UCSB radio station KCSB-FM 91.9 experienced almost two hours of dead air on Wednesday night after a power failure crippled Storke Communications Building and 75 percent of the rest of campus.

For KCSB, the blackout couldn’t have come at a more inopportune time. Not only did the electricity outage interrupt the station’s annual membership drive, but the backup generator, which normally keeps KCSB on the air, failed to engage.

“The university is supposed to be maintaining our generator,” Associated Students Associate Director of Media Elizabeth Robinson said, “and [the generator] is not generating.”

The university assumed responsibility for the upkeep of the generator approximately a year and a half ago, Robinson said. Prior to that, KCSB was responsible for the generator’s continued functioning.

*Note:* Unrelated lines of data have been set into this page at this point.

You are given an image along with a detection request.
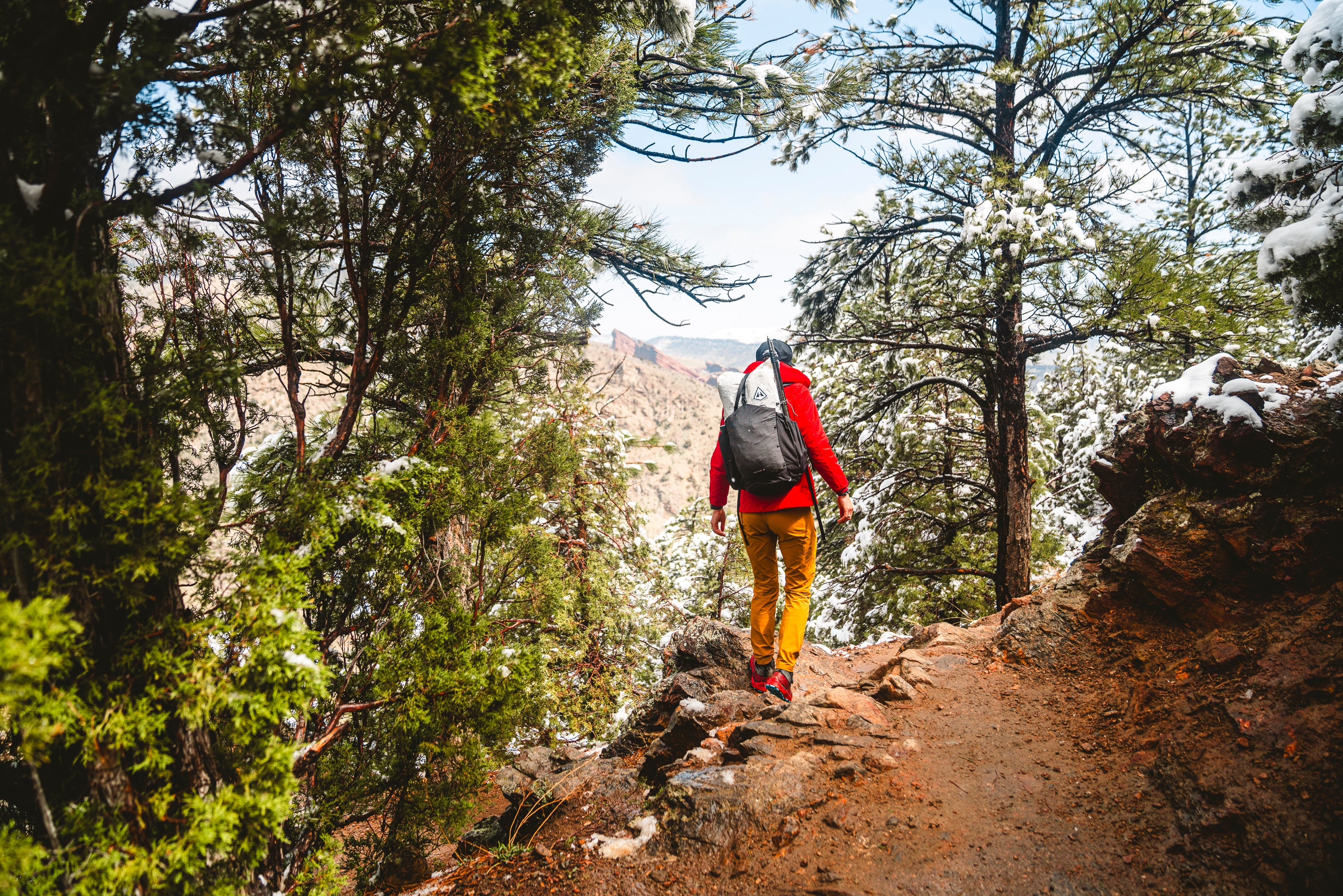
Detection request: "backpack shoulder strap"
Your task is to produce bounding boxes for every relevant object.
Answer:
[766,339,792,417]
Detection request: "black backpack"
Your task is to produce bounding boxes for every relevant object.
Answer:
[719,340,819,537]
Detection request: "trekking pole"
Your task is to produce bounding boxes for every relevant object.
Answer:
[713,533,732,622]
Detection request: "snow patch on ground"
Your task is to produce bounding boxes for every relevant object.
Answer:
[583,815,658,858]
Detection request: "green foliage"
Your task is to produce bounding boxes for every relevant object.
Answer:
[0,0,727,893]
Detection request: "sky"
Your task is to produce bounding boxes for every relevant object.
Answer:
[590,0,891,343]
[591,0,1316,343]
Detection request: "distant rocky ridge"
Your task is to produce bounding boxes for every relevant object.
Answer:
[587,343,723,537]
[611,331,755,386]
[646,335,764,371]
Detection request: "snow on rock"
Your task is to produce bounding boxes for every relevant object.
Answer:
[1148,352,1287,429]
[583,815,658,858]
[1147,352,1230,405]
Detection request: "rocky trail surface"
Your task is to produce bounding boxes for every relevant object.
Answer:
[392,359,1343,896]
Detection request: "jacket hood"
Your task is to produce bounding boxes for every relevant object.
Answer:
[741,362,811,387]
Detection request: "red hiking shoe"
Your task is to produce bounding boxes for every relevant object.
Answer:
[764,669,792,702]
[749,657,774,693]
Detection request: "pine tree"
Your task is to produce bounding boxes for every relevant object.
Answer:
[786,0,1274,604]
[1230,0,1343,327]
[0,1,721,893]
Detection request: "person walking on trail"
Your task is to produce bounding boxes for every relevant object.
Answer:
[709,340,853,701]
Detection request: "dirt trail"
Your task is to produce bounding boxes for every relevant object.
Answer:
[423,633,1221,896]
[392,358,1343,896]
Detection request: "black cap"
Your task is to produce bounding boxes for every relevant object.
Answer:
[756,339,792,364]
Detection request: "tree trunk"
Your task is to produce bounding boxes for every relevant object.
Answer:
[994,291,1033,607]
[991,3,1031,607]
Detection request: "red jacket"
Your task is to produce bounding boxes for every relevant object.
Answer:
[709,362,849,513]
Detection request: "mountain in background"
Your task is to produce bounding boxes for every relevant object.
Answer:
[587,341,723,537]
[646,336,764,371]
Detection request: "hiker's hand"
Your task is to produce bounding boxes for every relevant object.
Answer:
[839,494,853,522]
[709,508,728,536]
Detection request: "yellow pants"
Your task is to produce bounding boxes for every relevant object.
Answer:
[741,508,817,672]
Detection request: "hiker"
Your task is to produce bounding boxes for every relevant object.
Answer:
[709,340,853,701]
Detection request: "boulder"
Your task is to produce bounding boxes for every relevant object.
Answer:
[807,688,887,727]
[907,622,966,647]
[639,688,766,787]
[877,673,919,702]
[1194,631,1245,669]
[902,666,938,700]
[602,616,755,759]
[654,752,826,856]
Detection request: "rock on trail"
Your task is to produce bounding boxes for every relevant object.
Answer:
[422,359,1343,896]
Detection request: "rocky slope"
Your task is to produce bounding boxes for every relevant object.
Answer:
[998,358,1343,893]
[587,344,723,537]
[403,359,1343,896]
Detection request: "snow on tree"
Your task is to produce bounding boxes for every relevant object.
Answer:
[783,0,1274,603]
[1229,0,1343,325]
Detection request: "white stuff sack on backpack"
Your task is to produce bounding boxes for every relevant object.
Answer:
[719,371,744,415]
[719,364,780,414]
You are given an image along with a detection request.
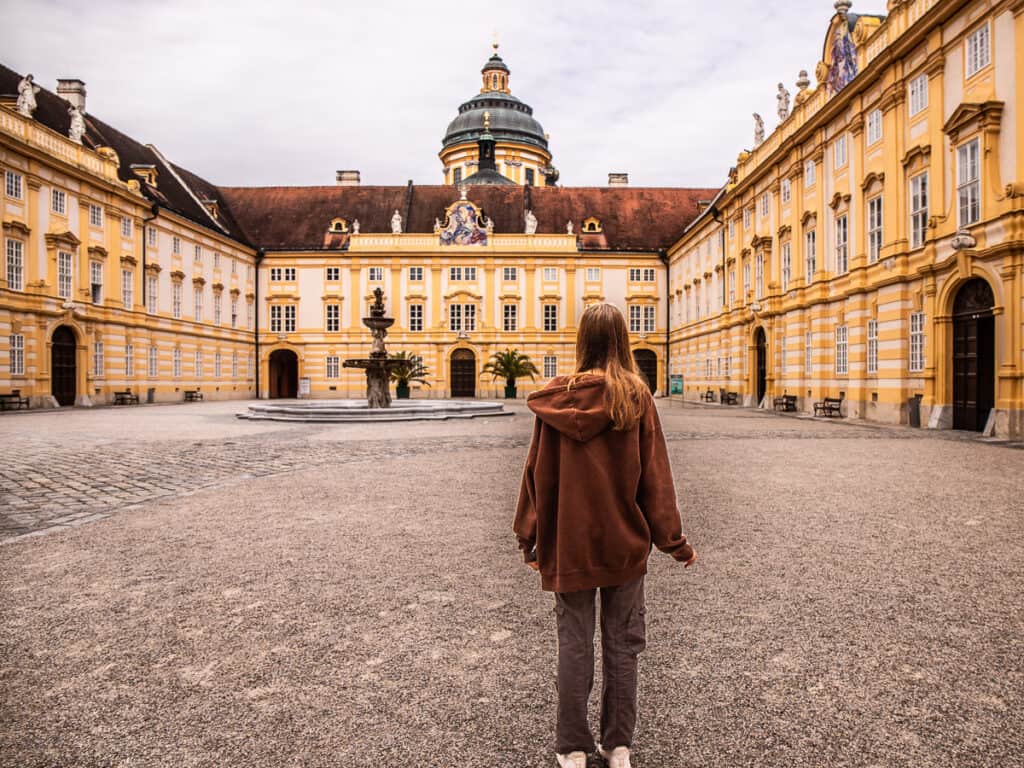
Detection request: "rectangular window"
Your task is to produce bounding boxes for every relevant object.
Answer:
[836,326,850,376]
[910,172,928,248]
[409,304,423,331]
[121,269,135,309]
[910,312,925,372]
[833,134,846,168]
[867,319,879,374]
[909,74,928,118]
[804,229,818,285]
[867,110,882,146]
[92,341,104,376]
[57,251,72,299]
[956,139,981,226]
[327,304,341,334]
[50,189,68,215]
[502,304,519,333]
[643,304,657,334]
[836,215,850,274]
[327,354,341,379]
[544,354,558,379]
[544,304,558,331]
[964,22,992,77]
[7,334,25,376]
[867,195,882,264]
[630,304,642,334]
[4,171,25,200]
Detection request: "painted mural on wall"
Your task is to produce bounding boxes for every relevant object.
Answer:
[438,200,487,246]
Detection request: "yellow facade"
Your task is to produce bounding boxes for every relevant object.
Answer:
[670,0,1024,437]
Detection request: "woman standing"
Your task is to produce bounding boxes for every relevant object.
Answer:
[513,304,696,768]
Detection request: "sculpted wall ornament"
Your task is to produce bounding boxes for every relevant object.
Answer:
[14,75,42,118]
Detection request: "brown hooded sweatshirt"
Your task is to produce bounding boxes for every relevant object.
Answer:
[513,376,693,592]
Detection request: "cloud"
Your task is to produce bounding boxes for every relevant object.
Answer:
[0,0,839,186]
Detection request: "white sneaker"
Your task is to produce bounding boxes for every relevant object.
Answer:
[597,744,632,768]
[555,752,587,768]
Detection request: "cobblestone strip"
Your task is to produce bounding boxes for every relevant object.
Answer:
[0,437,526,544]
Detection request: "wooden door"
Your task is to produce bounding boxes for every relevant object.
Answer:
[50,326,78,406]
[451,349,476,397]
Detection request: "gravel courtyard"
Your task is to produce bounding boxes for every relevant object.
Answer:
[0,401,1024,768]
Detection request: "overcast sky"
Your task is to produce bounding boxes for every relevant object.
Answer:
[0,0,843,186]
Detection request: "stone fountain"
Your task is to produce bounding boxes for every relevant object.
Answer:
[341,288,404,409]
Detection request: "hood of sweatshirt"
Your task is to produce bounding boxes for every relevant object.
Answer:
[526,376,611,442]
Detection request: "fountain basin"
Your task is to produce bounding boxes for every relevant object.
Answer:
[237,399,512,423]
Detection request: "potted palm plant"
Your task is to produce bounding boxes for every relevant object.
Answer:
[391,352,430,400]
[480,348,540,400]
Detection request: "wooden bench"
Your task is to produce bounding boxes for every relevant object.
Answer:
[0,389,29,411]
[814,397,843,418]
[114,389,138,406]
[772,394,797,411]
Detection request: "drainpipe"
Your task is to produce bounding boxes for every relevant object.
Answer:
[142,203,160,307]
[253,248,263,400]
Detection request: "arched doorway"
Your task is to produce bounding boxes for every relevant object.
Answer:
[269,349,299,397]
[50,326,78,406]
[953,278,995,432]
[754,328,768,407]
[449,349,476,397]
[633,349,657,392]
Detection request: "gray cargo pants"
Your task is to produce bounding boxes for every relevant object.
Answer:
[555,577,647,755]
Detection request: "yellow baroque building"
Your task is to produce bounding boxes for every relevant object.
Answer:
[669,0,1024,438]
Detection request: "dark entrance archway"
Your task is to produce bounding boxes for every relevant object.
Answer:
[269,349,299,397]
[754,328,768,406]
[633,349,657,392]
[953,278,995,432]
[50,326,78,406]
[449,349,476,397]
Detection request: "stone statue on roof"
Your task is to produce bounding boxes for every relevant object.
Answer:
[525,208,537,234]
[775,83,790,123]
[14,75,42,118]
[68,104,85,144]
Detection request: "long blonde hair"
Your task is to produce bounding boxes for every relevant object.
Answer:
[568,303,647,430]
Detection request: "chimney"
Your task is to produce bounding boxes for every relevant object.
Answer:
[57,78,85,115]
[335,171,359,186]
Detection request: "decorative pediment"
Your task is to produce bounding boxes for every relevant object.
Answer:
[942,101,1004,144]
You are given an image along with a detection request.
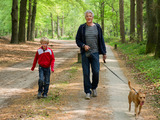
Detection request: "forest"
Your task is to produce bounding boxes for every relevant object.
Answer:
[0,0,160,118]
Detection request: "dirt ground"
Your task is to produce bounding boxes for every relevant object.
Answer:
[0,39,159,120]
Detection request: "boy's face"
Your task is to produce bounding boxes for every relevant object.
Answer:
[41,42,48,49]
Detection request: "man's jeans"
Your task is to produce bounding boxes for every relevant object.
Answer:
[38,66,50,95]
[81,53,100,94]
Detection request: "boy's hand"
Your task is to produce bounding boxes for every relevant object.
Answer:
[84,45,90,51]
[31,68,34,71]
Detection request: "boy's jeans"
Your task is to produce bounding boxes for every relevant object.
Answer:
[81,53,100,94]
[38,66,50,95]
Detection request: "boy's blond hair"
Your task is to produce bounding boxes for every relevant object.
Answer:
[40,37,49,44]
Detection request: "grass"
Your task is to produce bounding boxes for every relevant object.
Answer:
[109,41,160,86]
[108,40,160,113]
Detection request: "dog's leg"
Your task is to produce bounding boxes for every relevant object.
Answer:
[135,104,138,118]
[138,105,142,115]
[128,95,132,112]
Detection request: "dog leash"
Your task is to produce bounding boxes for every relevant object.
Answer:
[85,51,138,94]
[103,60,138,93]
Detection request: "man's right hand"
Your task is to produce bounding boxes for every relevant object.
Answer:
[84,45,90,51]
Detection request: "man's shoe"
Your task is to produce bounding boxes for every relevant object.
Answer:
[43,94,47,98]
[86,93,91,100]
[37,92,42,99]
[92,89,97,97]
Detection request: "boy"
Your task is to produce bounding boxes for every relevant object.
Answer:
[31,37,55,99]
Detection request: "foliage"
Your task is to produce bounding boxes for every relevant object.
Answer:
[109,41,160,86]
[0,0,132,39]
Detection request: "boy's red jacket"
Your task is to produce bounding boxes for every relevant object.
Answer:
[31,47,55,72]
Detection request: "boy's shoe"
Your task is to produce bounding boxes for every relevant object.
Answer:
[37,92,42,99]
[92,89,97,97]
[86,93,91,100]
[43,94,47,98]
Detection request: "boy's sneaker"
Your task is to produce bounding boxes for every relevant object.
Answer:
[37,92,42,99]
[92,89,97,97]
[86,93,91,100]
[43,94,47,98]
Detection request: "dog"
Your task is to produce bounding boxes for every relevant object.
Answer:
[128,81,146,118]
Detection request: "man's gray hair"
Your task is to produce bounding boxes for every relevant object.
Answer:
[85,10,94,17]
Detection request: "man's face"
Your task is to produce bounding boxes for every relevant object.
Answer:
[41,41,48,49]
[85,13,93,23]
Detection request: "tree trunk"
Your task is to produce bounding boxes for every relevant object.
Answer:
[155,0,160,58]
[35,28,38,38]
[101,1,104,35]
[51,13,54,38]
[119,0,125,43]
[11,0,18,44]
[57,16,60,40]
[31,0,37,41]
[27,0,32,41]
[136,0,143,43]
[130,0,135,41]
[61,16,64,36]
[18,0,27,42]
[146,0,157,53]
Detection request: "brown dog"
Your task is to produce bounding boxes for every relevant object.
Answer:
[128,81,146,118]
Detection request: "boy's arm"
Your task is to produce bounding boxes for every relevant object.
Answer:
[31,51,38,71]
[51,51,55,72]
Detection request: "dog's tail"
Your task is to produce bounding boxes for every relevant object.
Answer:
[128,80,132,90]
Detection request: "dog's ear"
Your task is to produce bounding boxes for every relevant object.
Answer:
[144,91,147,94]
[138,89,142,93]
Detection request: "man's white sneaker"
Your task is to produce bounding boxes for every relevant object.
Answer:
[86,93,91,100]
[92,89,97,97]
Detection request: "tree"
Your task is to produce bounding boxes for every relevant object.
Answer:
[146,0,157,53]
[30,0,37,41]
[18,0,27,42]
[11,0,18,44]
[51,13,54,38]
[100,1,104,35]
[27,0,32,41]
[155,0,160,58]
[130,0,135,41]
[57,15,60,40]
[136,0,143,43]
[119,0,125,43]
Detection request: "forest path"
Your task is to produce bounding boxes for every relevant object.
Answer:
[0,40,156,120]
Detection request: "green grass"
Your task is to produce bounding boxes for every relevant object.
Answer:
[109,40,160,89]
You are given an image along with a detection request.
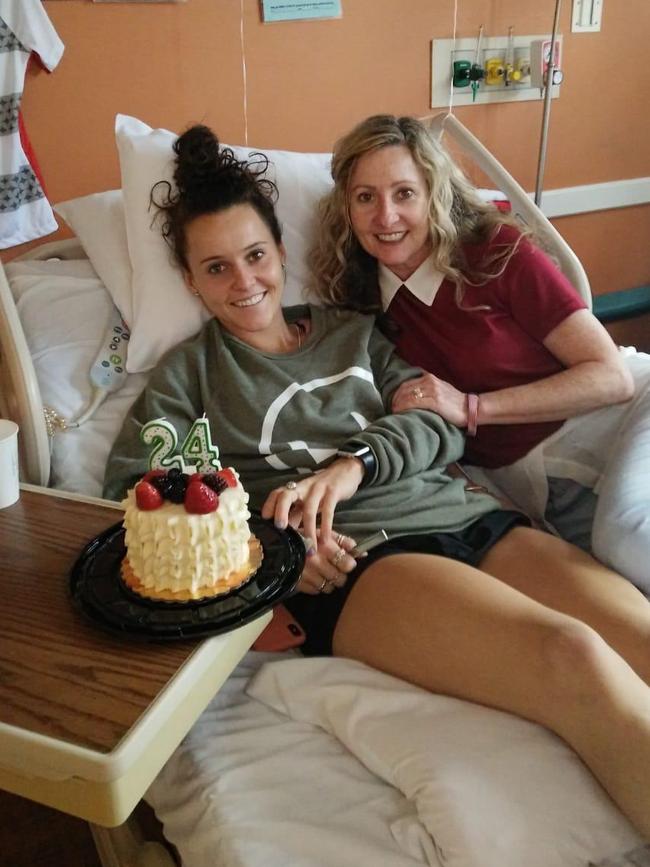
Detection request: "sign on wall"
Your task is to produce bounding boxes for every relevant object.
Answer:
[262,0,343,22]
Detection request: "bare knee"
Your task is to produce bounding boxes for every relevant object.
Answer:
[542,617,613,714]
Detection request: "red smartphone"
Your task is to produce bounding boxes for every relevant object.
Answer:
[253,605,307,651]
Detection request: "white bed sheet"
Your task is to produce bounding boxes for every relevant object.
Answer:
[145,652,443,867]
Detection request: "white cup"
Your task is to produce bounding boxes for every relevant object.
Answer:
[0,418,20,509]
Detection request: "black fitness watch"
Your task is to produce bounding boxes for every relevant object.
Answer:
[336,445,377,488]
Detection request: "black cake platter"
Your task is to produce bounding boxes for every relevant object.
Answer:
[70,514,305,641]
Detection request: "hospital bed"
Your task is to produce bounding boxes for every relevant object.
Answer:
[0,115,643,867]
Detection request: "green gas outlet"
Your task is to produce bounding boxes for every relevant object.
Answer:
[447,60,472,87]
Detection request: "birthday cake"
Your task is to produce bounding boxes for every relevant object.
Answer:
[117,425,262,601]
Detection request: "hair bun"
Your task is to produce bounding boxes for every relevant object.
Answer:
[174,126,224,196]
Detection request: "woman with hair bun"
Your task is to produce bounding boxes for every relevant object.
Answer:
[105,127,650,837]
[313,115,650,593]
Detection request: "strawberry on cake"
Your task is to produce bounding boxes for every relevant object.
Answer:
[122,467,262,601]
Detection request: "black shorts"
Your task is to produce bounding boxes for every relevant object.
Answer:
[284,509,530,656]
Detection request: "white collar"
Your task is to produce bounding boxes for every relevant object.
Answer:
[378,256,445,310]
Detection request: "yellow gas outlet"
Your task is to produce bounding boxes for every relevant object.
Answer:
[485,57,505,87]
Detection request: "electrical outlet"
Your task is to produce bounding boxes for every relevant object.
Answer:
[571,0,603,33]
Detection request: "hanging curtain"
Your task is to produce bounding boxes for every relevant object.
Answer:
[0,0,63,248]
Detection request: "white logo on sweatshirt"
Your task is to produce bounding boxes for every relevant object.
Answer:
[259,365,375,472]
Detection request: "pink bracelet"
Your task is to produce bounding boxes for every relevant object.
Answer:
[467,394,479,437]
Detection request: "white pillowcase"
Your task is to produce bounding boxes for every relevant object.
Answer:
[54,190,133,326]
[4,259,147,497]
[115,115,332,373]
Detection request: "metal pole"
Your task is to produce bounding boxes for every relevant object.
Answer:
[535,0,562,206]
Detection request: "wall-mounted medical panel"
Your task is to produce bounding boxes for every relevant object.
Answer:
[431,33,563,108]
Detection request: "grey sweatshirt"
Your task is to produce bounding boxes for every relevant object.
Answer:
[104,307,500,539]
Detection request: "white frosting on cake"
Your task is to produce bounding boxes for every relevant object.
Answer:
[122,474,251,593]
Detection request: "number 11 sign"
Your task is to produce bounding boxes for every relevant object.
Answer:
[262,0,343,23]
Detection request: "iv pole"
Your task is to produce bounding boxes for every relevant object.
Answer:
[535,0,562,207]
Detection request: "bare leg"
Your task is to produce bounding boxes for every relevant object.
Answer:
[334,537,650,839]
[480,527,650,684]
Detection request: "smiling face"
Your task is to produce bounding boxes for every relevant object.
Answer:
[185,205,286,347]
[348,145,431,280]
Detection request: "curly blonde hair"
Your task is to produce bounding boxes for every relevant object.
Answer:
[310,114,527,313]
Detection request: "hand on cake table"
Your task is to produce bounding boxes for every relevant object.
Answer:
[262,458,364,552]
[297,533,357,596]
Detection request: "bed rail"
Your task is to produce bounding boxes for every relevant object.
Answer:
[423,112,592,309]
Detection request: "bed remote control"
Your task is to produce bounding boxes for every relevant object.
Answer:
[90,307,131,392]
[67,307,131,427]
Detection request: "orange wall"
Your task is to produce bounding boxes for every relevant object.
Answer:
[5,0,650,342]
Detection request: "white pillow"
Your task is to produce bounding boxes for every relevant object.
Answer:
[115,115,332,373]
[54,190,133,326]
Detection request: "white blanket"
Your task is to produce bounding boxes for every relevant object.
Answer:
[146,652,441,867]
[247,659,643,867]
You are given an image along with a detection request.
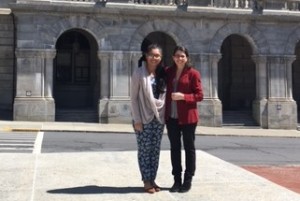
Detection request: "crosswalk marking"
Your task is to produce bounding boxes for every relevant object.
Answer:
[0,132,37,153]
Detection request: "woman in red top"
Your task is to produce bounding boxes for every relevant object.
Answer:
[165,46,203,192]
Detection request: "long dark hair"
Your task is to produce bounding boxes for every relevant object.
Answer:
[172,45,193,67]
[138,44,166,94]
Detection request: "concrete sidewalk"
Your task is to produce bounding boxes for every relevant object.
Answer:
[0,151,300,201]
[0,121,300,137]
[0,121,300,201]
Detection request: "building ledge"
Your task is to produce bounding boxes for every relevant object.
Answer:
[0,8,11,15]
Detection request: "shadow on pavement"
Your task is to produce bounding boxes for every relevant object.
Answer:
[47,186,169,194]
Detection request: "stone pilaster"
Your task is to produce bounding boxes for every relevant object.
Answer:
[267,56,297,129]
[98,52,110,123]
[252,55,268,128]
[98,51,140,123]
[192,54,222,126]
[14,49,55,121]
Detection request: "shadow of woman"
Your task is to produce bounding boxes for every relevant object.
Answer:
[47,185,143,194]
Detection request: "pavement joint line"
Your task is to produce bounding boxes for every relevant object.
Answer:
[32,132,44,154]
[11,128,40,132]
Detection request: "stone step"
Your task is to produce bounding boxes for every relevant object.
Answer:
[55,109,99,123]
[223,111,258,126]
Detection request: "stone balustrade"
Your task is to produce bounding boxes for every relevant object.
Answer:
[12,0,300,11]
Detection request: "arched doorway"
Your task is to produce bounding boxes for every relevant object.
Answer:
[54,29,100,122]
[141,31,176,66]
[218,34,256,126]
[292,41,300,124]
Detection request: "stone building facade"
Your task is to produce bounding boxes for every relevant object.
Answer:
[0,0,300,129]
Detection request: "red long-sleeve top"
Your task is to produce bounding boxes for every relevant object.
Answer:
[165,67,203,125]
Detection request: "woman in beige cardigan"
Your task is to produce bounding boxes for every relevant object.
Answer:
[131,45,165,193]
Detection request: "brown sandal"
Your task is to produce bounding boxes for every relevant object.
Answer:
[144,181,156,194]
[152,181,161,192]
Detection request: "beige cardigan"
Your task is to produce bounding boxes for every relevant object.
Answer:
[131,65,166,124]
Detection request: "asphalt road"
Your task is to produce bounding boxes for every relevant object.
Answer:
[41,132,300,166]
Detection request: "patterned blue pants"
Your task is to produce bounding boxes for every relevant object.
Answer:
[136,119,164,181]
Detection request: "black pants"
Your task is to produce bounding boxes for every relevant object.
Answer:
[166,118,197,180]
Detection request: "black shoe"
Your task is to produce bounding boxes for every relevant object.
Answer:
[170,181,181,193]
[178,182,192,193]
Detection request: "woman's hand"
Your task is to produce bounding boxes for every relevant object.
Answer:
[134,122,143,132]
[172,92,184,101]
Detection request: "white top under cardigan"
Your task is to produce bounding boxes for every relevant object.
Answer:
[131,63,166,124]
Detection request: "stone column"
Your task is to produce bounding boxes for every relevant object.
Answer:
[98,52,110,123]
[285,55,296,101]
[44,49,56,100]
[98,51,140,123]
[14,49,55,121]
[252,55,268,128]
[191,54,222,127]
[268,55,297,129]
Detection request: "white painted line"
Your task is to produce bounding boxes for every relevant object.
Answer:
[30,132,44,201]
[32,132,44,154]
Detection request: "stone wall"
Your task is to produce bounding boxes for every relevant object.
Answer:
[0,13,14,110]
[8,0,300,128]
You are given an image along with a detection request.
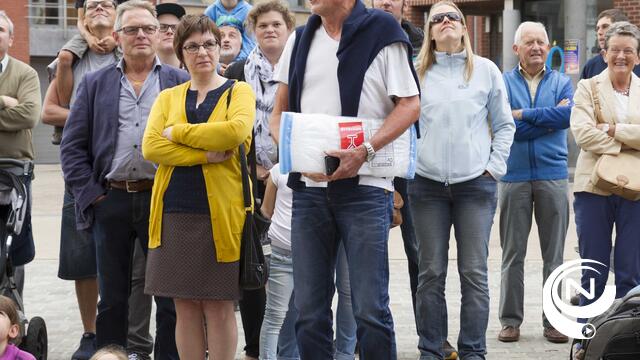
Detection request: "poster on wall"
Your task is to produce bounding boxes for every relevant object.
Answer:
[564,39,580,75]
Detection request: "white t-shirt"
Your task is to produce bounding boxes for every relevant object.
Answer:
[273,26,418,191]
[269,164,293,250]
[613,91,629,124]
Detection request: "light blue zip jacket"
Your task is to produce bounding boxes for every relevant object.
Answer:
[416,51,516,184]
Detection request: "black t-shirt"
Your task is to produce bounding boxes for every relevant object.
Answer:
[580,55,640,79]
[76,0,127,9]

“When we were having it maintained ourselves it worked just fine,” she said. “When the university took it over, it stopped working.”

As well as powering the radio station and its transmitter uplink, the generator also delivers power to Storke Tower. Of particular importance during a power outage is the maintenance of red aircraft warning lights located immediately below the tower windows. According to Robinson, the Federal Aviation Administration requires these lights to remain on at night to prevent aircraft from colliding with the tower.

UCSB Lead Electrician Jim Morrison said he did not have faith in the KCSB generator.

“We maintain it and we’ve been trying to milk it along,” he said. “But [KCSB] and A.S. don’t have the money to replace it. … We’re looking for the funds to replace it.”

The radio station had a vested interest in maintaining the generator, but was dissuaded from doing so by the university, KCSB Engineer Bryan Brown said.

“We were told under no condition to touch the equipment,” Brown said, “and we complied on the condition that the station would remain up during a power outage. … This actually arose when we were testing the equipment, and [Facilities] got mad at us.”

KCSB office manager Ted Coe maintains that the failure of the generator was unforeseen.

“It’s been tested and it was working and for some reason it’s not working [now],” he said.

Personnel at the radio station are worried about long-term financial consequences of the blackout. KCSB receives no money from the university directly; instead, it is funded by a student lock-in fee and by contributions solicited over a 10-day period in the Fall Quarter. The loss of power occurred during this annual “membership drive,” when the station was actively soliciting donations from its listeners.

“There are lots of inopportune times for this to happen,” Robinson said. “But when we’re trying to raise money for our various needs, it’s especially daunting.”

Still, Robinson said she has little resentment towards the university for the power outage and backup generator failure.

“Whatever’s going on here, it doesn’t need to be made into a conflict,” Robinson said.

Staff at KCSB may extend the membership drive an extra day to make up for the interruption, but are optimistic about the results of the drive. KCSB General Manager Maiya Evans even sees the blackout as a possible boon.

“Hopefully people [will] be so freaked that KCSB went off the air that they’ll pledge more,” she said.